LONDON (Reuters) -The European Bank for Reconstruction and Development said on Thursday it is lending 22.3 million euros ($26.0 million) to a Ukrainian energy firm as part of a pipeline of deals, signalling its ongoing support for the sector despite a corruption scandal.
The EBRD cash will go to private Ukrainian energy company Power One to finance new gas-piston power plants and battery energy storage systems, the lender said in a statement.
An investigation into an alleged $100 million corruption scheme centred on nuclear energy has stoked anger at Kyiv’s wartime government under President Volodymyr Zelenskiy, which has relied on donor funding since Russia invaded in 2022.

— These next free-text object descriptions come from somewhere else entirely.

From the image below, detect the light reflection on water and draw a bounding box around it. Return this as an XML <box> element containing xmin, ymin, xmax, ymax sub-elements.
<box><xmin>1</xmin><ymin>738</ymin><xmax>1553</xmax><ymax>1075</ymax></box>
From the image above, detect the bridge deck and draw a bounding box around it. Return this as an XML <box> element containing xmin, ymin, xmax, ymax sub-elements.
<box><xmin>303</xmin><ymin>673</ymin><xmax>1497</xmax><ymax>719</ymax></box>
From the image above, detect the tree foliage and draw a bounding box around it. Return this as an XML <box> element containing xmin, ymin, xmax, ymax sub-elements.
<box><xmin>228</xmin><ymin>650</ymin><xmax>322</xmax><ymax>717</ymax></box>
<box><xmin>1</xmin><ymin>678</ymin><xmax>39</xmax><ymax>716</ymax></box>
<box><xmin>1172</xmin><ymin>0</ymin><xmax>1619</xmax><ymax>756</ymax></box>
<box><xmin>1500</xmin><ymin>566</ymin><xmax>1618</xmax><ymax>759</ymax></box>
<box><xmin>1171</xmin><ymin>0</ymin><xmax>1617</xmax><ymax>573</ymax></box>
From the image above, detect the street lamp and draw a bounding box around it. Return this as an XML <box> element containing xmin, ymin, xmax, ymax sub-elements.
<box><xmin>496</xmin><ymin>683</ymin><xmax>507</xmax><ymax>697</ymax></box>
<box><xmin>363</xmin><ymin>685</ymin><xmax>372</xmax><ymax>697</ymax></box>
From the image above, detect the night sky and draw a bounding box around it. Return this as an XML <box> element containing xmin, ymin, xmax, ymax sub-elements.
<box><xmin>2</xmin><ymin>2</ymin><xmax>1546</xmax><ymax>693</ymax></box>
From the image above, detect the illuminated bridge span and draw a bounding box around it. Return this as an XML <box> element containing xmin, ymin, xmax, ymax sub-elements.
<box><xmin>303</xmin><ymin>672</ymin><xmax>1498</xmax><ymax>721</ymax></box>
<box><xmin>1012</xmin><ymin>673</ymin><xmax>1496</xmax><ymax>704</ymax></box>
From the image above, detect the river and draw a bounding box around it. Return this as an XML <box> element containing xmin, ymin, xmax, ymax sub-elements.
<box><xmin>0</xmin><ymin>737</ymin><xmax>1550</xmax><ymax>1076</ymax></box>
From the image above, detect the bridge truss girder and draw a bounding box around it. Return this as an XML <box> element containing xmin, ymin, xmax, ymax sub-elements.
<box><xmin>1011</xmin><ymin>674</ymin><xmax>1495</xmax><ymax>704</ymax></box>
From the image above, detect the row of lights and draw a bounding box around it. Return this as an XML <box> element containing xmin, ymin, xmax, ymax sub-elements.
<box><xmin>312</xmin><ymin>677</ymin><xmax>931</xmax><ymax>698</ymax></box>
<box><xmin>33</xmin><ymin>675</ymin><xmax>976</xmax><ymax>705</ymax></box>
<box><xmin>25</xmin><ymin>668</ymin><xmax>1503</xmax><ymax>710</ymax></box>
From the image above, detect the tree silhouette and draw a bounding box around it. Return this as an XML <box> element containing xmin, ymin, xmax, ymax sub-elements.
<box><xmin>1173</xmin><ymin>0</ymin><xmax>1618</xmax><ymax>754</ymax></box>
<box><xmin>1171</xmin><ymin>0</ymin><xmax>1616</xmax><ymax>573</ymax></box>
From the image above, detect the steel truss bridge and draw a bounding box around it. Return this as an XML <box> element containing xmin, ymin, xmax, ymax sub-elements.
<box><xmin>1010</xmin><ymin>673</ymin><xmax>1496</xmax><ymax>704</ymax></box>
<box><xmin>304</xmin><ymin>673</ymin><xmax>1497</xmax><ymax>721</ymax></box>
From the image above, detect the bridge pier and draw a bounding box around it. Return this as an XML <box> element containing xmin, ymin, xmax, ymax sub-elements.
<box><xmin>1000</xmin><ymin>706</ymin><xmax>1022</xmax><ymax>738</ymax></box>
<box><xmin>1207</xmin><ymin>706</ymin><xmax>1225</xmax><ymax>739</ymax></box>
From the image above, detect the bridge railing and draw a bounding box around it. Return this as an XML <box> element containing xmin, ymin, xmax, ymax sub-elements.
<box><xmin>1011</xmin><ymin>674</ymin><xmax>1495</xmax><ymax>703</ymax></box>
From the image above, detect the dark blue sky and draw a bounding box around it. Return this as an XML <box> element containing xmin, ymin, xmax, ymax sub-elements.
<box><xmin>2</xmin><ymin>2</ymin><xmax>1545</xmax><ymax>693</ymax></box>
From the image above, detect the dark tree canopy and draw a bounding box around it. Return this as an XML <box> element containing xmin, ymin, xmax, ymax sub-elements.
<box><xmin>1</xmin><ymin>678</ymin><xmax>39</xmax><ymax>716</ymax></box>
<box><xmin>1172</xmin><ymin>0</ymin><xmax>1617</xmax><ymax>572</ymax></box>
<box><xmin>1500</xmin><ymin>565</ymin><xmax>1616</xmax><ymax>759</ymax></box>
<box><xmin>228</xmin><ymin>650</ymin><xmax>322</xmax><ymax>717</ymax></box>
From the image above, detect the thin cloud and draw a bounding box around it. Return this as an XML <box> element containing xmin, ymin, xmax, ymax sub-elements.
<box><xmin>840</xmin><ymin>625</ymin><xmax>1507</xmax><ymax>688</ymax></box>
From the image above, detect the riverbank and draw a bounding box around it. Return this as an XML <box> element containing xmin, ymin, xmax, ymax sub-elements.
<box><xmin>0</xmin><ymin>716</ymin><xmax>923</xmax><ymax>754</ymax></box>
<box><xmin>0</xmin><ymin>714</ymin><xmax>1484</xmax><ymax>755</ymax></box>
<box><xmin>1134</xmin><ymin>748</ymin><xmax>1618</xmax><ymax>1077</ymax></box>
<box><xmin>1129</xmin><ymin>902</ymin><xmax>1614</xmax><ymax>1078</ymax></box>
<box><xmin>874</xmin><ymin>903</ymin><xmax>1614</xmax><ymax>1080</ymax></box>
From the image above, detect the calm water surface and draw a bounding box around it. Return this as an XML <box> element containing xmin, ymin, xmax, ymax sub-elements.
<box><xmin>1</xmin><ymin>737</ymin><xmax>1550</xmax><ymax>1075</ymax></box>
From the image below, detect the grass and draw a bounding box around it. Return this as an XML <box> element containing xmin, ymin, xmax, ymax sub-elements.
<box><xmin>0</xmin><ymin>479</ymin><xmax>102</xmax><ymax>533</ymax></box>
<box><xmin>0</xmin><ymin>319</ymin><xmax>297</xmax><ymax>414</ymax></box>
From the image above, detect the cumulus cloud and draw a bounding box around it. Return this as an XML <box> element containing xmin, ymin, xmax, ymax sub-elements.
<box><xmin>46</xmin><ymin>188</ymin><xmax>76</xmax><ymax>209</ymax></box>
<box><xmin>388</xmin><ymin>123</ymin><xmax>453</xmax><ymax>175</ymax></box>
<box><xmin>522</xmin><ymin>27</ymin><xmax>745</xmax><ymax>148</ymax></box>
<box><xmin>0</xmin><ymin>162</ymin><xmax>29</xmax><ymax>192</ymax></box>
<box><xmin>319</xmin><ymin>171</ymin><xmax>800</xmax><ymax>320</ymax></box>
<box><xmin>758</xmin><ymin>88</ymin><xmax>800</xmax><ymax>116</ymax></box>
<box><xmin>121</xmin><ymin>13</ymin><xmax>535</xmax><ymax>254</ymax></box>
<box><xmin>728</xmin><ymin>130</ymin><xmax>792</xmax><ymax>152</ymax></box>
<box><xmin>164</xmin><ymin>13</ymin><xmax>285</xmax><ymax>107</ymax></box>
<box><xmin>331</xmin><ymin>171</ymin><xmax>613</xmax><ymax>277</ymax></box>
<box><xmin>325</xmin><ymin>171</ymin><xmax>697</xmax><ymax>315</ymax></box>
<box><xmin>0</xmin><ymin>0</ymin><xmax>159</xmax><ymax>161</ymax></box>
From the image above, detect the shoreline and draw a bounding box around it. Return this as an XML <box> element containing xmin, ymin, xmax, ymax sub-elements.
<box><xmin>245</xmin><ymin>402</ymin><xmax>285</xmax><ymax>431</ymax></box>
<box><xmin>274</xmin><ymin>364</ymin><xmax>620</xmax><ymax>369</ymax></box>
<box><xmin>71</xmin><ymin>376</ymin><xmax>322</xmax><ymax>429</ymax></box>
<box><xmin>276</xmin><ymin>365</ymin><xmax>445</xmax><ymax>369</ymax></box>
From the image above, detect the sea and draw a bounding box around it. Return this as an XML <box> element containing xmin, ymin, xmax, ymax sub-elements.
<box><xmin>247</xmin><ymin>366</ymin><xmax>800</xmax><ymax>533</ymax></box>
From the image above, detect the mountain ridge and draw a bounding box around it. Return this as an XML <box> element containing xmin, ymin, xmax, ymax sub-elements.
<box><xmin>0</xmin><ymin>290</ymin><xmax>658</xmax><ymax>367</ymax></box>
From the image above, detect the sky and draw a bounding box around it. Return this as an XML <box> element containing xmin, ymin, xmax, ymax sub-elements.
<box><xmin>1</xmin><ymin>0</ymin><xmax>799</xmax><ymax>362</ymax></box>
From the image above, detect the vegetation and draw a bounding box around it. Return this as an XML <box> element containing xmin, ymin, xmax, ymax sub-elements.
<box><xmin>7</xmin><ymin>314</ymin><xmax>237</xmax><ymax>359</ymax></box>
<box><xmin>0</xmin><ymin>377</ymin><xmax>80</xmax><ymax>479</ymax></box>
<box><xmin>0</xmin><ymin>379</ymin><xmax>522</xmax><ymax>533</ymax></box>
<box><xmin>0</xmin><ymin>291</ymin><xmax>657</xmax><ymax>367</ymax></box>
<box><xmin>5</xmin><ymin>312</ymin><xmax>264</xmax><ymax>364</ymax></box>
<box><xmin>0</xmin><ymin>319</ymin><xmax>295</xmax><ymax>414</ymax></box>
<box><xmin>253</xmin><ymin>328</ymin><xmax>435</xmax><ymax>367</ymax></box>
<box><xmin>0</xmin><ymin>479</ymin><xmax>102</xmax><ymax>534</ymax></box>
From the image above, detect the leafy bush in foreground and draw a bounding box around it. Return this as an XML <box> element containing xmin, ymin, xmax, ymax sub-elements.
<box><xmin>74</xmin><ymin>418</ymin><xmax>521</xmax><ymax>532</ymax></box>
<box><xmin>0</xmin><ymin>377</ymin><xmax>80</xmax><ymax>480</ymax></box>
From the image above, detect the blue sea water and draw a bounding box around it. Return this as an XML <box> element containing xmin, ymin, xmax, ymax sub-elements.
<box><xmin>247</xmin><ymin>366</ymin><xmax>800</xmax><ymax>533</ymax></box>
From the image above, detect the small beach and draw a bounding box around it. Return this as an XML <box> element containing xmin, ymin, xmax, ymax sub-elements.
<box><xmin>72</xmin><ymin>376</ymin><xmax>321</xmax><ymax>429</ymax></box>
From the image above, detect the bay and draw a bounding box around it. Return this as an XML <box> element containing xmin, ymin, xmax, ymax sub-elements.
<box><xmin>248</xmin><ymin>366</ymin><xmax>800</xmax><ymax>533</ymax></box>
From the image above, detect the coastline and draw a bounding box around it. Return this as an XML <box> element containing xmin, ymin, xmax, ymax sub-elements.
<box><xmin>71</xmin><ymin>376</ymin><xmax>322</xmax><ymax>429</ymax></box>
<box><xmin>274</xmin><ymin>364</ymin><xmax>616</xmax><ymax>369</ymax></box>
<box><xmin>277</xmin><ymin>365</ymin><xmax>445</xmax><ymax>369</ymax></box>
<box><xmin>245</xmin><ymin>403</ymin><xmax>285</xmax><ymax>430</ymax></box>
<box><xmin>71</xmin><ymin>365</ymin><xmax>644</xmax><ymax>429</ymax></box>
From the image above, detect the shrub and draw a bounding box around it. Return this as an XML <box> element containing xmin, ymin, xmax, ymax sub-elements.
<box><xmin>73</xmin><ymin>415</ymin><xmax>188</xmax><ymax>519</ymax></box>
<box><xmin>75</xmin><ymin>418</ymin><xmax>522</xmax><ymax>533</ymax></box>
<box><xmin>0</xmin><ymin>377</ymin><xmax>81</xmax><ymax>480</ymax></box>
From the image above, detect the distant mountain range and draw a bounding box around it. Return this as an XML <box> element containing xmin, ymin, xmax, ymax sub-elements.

The alleged plot involves efforts to control procurement at nuclear agency Energoatom and other state enterprises which were not identified. The EBRD has not provided financing to Energoatom since a 2013 300 million-euro loan was fully disbursed in 2019.
The new loan is part of overall lending of roughly 1 billion euros this year to help Ukraine rebuild its power sector and improve energy resilience. The country has been working to decentralise its power capacity by using more solar, wind and small modular gas turbines.
Russian attacks on Ukrainian energy targets intensified in October, and the EBRD estimates that Ukraine has lost roughly 9,000 megawatts of generation capacity and 90% of its flexible generation since the start of the war, intensifying economic headwinds and causing regular rolling blackouts.
The EBRD, the largest institutional investor in Ukraine, has deployed more than 8.5 billion euros since the invasion. It said it aims to sign two other “major” deals later this year. The multilateral lender mainly invests in private sector firms through loans, equity investments and guarantees.